Изменить размер шрифта - +
Зал захлопал в ладоши. Задавил глаза-барвинки черным углем. Человек стряхнул угольную крошку с седых могучих усов и обвел зал суровым взглядом. Зрачки его плясали. Он поправил невидимые очки. Волосы у него за ушами слиплись. Белесые, цвета дохлой рыбы, пряди. Старенький. А бодрится. Раскрыл под усами рот, блеснул серебряный зуб. Откашлялся. Забормотал тихо. Потом возвысил голос.

Бенька слушал и смотрел, открыв рот квадратно, спичечной коробкой.

– Дорогие товарищи! Много чего я увидел на Островах и вчера, и сегодня. Два этих дня никогда не забуду! Отрадно то, что вы все трудитесь на благо нашей родной социалистической Родины! И это… – Пальцем выковырял слезу из угла глаза. – До того это важно! Вы же все здесь изменились! Изменились?

Зал молчал.

– Изменились?!

Голос пролетарского Горького внезапно расправил крылья и толстобрюхой чайкой полетел над черноголовым, смиренным залом.

В тишине слышно, как далеко, в мире ином, на ветру, над морем, охотясь на жирную рыбу, кричат живые злые чайки.

Вохра зароптала: ну, эй… Подайте голос-то… че сидите, мертвяки… в рот воды набрали?!..

Люди молчали. Горький покашлял в кулак.

Чахоточный, что ли?

Бенька, чтобы спасти всех от битья и расстрела, провыл волчонком, заправив кривые ноги под стул:

– Измени-и-ились!

Зал обернулся к Беньке и сначала слабо, потом все отважней захохотал, заколыхался.

Горький погладил усы ладонью и облегченно заговорил.

О чем он говорил – Бенька не понимал.

Люди хлопали, сжав зубы. Улыбались натужно. Украдкой плевали в кулак, будто сплевывали табачную обильную слюну.

Над головой Горького красным огнем горел широкий транспарант. Белилами намалевали по нему, буквы криво плясали, хмельные: ДАЕШЬ СТРАНЕ УДАРНЫЙ ТРУД!

Сзади подойдут, размахнутся кувалдой, ударят по затылку.

И бросят еще теплое бревно на берегу; под клювы радостных белых, черных, пестрых птиц. Под зубы пышнохвостых песцов.

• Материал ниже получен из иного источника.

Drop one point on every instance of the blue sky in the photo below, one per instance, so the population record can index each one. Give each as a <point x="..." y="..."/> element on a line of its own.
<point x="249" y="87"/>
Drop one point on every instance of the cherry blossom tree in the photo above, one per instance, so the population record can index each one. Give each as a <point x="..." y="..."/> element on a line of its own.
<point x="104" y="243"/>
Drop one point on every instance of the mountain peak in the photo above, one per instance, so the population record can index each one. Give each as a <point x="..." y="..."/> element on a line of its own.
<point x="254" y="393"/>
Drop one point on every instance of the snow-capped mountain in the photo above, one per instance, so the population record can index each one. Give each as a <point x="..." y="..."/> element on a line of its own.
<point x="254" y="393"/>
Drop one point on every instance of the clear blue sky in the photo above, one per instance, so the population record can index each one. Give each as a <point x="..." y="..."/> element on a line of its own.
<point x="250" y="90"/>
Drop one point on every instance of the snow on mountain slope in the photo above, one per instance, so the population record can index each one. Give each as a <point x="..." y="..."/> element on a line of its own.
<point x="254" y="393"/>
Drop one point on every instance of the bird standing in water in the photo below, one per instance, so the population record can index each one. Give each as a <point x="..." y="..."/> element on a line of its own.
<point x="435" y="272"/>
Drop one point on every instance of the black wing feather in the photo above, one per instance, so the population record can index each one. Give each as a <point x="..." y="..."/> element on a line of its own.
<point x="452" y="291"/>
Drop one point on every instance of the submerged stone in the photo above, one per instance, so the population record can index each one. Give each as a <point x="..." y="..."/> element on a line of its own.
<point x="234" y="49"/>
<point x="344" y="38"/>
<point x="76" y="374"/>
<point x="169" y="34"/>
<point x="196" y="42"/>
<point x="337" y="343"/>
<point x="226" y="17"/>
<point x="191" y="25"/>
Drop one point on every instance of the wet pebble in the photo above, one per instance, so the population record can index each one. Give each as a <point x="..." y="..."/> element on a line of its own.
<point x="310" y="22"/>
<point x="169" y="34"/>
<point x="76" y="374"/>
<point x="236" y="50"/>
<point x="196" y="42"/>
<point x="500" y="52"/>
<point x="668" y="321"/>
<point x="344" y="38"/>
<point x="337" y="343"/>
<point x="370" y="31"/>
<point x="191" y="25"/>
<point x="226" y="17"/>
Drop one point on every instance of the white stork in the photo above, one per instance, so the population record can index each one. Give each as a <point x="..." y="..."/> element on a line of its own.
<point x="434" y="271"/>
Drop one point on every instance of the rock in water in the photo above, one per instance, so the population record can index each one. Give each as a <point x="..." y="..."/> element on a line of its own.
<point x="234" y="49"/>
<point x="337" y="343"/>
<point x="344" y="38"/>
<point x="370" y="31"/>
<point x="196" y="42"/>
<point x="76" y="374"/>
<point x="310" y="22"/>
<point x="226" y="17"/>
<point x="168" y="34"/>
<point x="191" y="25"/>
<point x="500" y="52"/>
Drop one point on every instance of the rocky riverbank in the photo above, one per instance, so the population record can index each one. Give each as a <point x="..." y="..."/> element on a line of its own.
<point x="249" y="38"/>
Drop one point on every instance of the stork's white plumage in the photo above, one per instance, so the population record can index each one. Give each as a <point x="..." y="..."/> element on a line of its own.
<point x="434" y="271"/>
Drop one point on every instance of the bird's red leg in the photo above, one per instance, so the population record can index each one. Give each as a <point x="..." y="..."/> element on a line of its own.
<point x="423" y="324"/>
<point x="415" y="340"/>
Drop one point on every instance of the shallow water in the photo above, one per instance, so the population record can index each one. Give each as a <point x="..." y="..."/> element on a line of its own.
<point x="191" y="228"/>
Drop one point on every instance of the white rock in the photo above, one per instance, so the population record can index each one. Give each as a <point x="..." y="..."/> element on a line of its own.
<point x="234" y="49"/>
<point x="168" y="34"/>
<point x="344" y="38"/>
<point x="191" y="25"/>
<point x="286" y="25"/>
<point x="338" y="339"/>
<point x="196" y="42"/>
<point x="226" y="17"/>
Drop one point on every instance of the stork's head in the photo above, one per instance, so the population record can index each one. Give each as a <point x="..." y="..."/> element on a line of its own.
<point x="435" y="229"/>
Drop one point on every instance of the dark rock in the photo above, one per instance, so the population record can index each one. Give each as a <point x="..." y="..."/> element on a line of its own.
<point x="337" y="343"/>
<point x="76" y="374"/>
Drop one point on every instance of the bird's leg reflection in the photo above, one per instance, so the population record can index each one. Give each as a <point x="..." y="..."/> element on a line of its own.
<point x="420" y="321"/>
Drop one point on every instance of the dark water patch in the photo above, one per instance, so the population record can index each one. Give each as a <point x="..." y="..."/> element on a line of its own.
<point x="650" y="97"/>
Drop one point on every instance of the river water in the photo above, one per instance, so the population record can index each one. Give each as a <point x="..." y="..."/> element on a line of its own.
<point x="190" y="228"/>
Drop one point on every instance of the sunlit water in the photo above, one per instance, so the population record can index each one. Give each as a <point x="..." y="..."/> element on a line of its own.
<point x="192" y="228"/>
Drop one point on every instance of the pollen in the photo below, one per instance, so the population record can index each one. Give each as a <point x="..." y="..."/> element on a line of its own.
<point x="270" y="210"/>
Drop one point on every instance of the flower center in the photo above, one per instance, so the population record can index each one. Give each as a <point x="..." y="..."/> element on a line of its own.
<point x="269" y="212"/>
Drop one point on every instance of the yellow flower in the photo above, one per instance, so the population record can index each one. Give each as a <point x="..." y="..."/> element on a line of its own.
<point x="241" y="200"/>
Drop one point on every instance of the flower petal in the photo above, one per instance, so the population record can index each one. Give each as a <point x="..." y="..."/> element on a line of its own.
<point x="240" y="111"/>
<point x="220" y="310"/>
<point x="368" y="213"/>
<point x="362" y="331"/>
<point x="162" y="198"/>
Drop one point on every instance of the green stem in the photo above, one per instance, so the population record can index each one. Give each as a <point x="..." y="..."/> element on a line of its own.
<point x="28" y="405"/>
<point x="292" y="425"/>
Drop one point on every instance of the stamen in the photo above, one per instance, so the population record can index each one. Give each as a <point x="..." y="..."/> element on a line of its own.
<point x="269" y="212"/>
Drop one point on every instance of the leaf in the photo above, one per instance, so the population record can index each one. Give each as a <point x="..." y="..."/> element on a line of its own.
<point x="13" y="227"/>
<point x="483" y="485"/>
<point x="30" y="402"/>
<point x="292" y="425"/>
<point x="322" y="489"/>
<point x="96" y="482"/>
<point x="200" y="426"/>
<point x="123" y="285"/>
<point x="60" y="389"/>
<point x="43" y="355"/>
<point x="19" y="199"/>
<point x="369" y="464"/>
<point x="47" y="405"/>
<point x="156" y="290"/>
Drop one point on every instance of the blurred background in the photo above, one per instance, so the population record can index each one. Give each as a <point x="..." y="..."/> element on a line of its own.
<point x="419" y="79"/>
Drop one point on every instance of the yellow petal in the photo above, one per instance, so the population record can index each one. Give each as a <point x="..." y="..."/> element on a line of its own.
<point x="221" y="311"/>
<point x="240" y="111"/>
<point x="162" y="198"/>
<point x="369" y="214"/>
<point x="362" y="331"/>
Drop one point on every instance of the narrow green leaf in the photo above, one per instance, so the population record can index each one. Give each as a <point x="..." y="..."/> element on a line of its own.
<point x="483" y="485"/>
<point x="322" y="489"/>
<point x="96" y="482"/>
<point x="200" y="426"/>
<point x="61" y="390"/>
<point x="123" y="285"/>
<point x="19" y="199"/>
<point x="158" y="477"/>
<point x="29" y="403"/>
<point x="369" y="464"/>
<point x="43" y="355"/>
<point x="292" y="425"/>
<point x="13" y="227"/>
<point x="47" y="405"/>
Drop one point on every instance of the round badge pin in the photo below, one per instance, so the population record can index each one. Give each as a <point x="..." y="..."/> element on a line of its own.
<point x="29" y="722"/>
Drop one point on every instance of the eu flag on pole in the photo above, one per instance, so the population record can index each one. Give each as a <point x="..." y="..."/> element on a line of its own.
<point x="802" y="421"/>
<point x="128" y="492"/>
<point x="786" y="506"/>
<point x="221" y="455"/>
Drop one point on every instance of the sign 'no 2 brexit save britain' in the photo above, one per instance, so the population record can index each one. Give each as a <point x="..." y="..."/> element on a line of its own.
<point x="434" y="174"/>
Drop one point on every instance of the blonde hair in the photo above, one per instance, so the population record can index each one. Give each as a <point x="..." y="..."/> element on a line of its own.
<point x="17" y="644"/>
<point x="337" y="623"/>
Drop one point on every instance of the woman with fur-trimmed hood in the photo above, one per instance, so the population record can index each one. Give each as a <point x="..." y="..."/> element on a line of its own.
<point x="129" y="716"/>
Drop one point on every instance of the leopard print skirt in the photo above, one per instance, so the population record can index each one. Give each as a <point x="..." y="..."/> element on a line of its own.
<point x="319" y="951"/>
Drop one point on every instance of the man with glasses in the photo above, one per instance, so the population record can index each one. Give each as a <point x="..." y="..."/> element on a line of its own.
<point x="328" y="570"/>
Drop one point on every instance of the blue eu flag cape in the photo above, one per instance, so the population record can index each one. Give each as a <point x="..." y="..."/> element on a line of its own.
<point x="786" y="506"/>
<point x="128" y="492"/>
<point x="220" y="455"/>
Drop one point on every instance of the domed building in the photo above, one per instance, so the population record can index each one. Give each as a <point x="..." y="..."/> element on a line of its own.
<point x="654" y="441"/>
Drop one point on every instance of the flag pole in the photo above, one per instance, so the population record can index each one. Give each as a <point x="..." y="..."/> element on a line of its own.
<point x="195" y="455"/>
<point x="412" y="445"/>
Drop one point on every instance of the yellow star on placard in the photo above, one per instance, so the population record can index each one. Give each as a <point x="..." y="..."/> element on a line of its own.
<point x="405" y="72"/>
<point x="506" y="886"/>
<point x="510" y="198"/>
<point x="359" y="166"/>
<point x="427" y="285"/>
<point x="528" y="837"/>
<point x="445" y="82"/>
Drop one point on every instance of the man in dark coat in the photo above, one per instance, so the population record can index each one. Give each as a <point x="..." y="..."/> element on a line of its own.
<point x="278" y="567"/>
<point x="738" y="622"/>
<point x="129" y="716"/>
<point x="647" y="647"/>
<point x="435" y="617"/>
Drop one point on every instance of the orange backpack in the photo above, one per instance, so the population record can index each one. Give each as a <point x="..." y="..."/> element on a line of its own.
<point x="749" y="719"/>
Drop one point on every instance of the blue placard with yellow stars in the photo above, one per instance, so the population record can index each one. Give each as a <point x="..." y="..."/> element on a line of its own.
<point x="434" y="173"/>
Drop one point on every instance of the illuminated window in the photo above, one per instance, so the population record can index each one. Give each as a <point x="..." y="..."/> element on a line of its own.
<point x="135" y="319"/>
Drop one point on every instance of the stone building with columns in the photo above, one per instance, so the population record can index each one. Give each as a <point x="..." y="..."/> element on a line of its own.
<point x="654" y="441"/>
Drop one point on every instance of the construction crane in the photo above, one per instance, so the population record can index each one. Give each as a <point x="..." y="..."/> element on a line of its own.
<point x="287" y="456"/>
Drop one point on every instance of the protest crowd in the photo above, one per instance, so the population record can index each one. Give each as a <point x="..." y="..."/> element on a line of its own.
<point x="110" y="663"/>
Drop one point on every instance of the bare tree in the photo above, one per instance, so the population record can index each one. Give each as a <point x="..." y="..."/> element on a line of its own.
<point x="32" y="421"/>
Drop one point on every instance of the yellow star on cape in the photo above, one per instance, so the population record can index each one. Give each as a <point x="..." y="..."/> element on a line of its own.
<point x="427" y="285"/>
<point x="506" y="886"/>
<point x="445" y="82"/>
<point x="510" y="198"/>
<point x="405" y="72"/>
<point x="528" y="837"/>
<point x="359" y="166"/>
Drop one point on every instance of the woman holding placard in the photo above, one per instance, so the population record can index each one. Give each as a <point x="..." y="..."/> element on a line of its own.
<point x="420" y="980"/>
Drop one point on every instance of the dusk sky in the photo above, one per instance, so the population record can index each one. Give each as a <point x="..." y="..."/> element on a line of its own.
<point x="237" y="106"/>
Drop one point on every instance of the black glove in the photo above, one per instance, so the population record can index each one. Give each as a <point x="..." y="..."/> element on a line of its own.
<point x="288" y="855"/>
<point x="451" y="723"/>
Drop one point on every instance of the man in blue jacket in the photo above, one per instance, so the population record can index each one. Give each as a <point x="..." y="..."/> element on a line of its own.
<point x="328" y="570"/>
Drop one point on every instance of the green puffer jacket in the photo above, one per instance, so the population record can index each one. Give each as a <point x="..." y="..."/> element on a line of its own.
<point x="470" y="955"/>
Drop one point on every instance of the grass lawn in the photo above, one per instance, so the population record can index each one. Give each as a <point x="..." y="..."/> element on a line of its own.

Кажется, конец красным речам! Горький прижимал руки к груди, как певец. Кланялся смешно, мотал головой, как баран. Спустился со сцены в зал. Ближе к народу. Народ встал и хлопал стоя. Подойти боялись. Горький приглашающе развел руки: давай, товарищи, сюда, ко мне!

И его обступили быстро, мгновенно. Охрана ничего поделать не могла. Только зубами скрежетала.

Люди трогали Горького, как священника, за руки, за обшлага, за локти; теснились ближе, горячее; говорили, хрипели, шептали, рапортовали, лепетали. Обрушивали на него всю мощь глубоко запрятанного горя, а он стоял, не падал. Руки на головы детям клал; вон, вон они, дети, набежали. Там, под ладонями Горького, два паренька из пятого барака. Фофа и Темка. Высоко, звонко бьются голоса. Двери в зал открыли, пыль выдувает сквозняк.

– Долго с писателем не говорить! Кому сказано!

Горький голову баранью закинул, прищурился на кричавшего.

– А что? Запрещено?

Вохра мялась, поправляла наганы на поясе в кобурах.

Бенька подсунулся поближе к Горькому, к рою народа, на подсогнутых слабых ногах. Вытирал пот с висков и под кудрями. Слышал, как колокольцем, ярко и отчаянно, звенит Фофа:

– Товарищ Горький! Я все вам расскажу! Все! Только выслушайте! Что тут с нами…

Темка двинул локтем Фофе в бок.

– Цыть, ты…

Горький расширил и скосил отсверкивающие белой соленой пеной, бледно-синие покаянные глаза.

В глазах его море плещет, подумал Бенька.

– Ты… – Склонился к Фофе. – Ты знаешь что, друг… Я в доме товарища Ковалевой. Приходи после отбоя. Я договорюсь, тебя пустят. Посидим вечерок… побалакаем…

Как с равным, завистливо наблюдал Бенька.